Chi sta già lavorando per risolvere questo tipo di problemi? Soprattutto i creatori di videogiochi online che si svolgono all’interno di universi virtuali popolati da migliaia di giocatori, come Roblox, Fortnite, Minecraft. Ma ancor più importanti sono le aziende che sviluppano i “game engines”, i motori software che permettono a questi universi di esistere, o quelle che producono i chip grafici come Nvidia: realtà come Unity o Unreal sono tra i candidati al momento più credibili nel diventare i Google, Microsoft, Apple, Facebook del Metaverso.
Ball evidenzia — con molti dati ed esempi storici — come i cambi di paradigma tecnologici vedono entrare in scena nuovi protagonisti che prendono il posto dei vecchi unicorni impantanati nel proprio successo (e che comunque provano a evitare l’estinzione con investimenti miliardari).
In ballo c’è un mercato da trilioni di dollari, con un’economia che probabilmente supererà, in valore, quella tradizionale.
Dato per scontato che il Metaverso sarà un ensemble di mondi virtuali interconnessi, viene da chiedersi se l’architettura dominante sarà centralizzata o decentralizzata. La questione fondamentale è se i dati degli utenti e i loro beni digitali (terreni, avatar, abiti, opere d’arte e un’infinità di altri) saranno realmente di loro proprietà o, come oggi, principalmente nelle mani delle grandi aziende meta-tecnologiche.

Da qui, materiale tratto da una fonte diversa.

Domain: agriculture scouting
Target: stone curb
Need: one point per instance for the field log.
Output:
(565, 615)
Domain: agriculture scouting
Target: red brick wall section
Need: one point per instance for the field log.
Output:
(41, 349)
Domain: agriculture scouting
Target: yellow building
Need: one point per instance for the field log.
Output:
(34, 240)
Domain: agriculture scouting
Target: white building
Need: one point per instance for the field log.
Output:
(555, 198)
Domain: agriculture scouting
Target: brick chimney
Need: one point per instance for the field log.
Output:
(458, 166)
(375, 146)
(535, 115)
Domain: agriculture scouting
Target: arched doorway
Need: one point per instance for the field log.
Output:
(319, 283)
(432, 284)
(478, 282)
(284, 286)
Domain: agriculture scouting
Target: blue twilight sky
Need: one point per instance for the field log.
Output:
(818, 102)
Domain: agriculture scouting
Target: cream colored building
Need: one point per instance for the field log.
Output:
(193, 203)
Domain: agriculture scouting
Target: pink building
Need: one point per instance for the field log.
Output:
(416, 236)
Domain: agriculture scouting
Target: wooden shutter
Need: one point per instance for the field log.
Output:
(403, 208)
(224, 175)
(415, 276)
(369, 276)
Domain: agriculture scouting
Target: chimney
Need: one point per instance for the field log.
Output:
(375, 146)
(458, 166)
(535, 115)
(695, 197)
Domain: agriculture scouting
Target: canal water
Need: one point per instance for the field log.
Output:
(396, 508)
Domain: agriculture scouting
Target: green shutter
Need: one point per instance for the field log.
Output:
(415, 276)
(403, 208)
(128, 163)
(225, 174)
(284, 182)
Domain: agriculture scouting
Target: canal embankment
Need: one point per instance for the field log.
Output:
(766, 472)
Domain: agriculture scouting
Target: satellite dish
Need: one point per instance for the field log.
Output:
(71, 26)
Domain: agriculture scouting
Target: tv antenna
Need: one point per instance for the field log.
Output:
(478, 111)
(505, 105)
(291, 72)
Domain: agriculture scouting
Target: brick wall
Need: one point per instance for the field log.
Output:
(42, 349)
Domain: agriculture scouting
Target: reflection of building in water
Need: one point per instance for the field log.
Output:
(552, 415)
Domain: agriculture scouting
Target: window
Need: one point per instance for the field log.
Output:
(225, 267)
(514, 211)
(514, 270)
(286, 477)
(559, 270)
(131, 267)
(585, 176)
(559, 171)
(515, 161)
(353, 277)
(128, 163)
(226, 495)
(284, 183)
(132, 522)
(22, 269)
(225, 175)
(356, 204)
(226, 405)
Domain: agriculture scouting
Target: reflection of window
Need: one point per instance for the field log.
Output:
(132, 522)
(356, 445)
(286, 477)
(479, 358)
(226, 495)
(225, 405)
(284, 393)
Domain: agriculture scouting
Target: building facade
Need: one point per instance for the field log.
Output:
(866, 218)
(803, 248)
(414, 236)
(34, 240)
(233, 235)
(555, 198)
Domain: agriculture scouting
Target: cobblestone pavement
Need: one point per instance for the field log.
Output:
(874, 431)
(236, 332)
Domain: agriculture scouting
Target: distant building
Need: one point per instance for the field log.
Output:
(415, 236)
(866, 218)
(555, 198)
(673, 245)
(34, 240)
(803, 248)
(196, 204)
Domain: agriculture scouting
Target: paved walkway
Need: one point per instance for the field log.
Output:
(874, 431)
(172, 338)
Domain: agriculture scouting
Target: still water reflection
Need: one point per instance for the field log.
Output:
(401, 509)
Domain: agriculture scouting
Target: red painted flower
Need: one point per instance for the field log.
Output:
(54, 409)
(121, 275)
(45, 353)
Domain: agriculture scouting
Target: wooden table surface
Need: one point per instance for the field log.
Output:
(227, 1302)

Blockchain, NFT, web3, sono tecnologie e architetture volte a rendere i modelli di business più aperti e più favorevoli a utenti, sviluppatori, creativi. Ball ritiene possibile che l’utilizzo delle blockchain possa diventare, se non dominante, estremamente utile nel metaverso, facendo da “cassaforte” per i dati personali e da autostrada per le transazioni tra mondi interoperabili.
Inoltre le blockchain
“forniscono un meccanismo attraverso il quale risorse significative e diversificate, dalla ricchezza alle infrastrutture e al tempo, possono essere facilmente aggregate e su una scala che compete con le più potenti aziende private […] l’unico modo per combattere i giganti aziendali da trilioni di dollari che perseguono opportunità da trilioni di dollari è che miliardi di persone contribuiscano con migliaia di miliardi di dollari in più.”
Il libro di Ball, così “denso”, così prodigo di argomenti da approfondire, a volte ostico ma in grado di diradare almeno un po’ la nebbia del prossimo futuro tecno-sociale ricorda un po’ “Essere digitali”, il bestseller di Nicholas Negroponte che a metà degli anni ’90 ci disvelò quello che ora è già il nostro passato digitale. Nel risvolto di copertina di quel libro leggiamo: “Fra vent’anni, guardando fuori dalla finestra, potrete vedere qualcosa distante da voi 10.000 km e sei fusi orari. […]. Socializzeremo infatti in un vicinato digitale, dove lo spazio fisico sarà irrilevante e il tempo avrà un ruolo differente.” Tra vent’anni, nel Metaverso.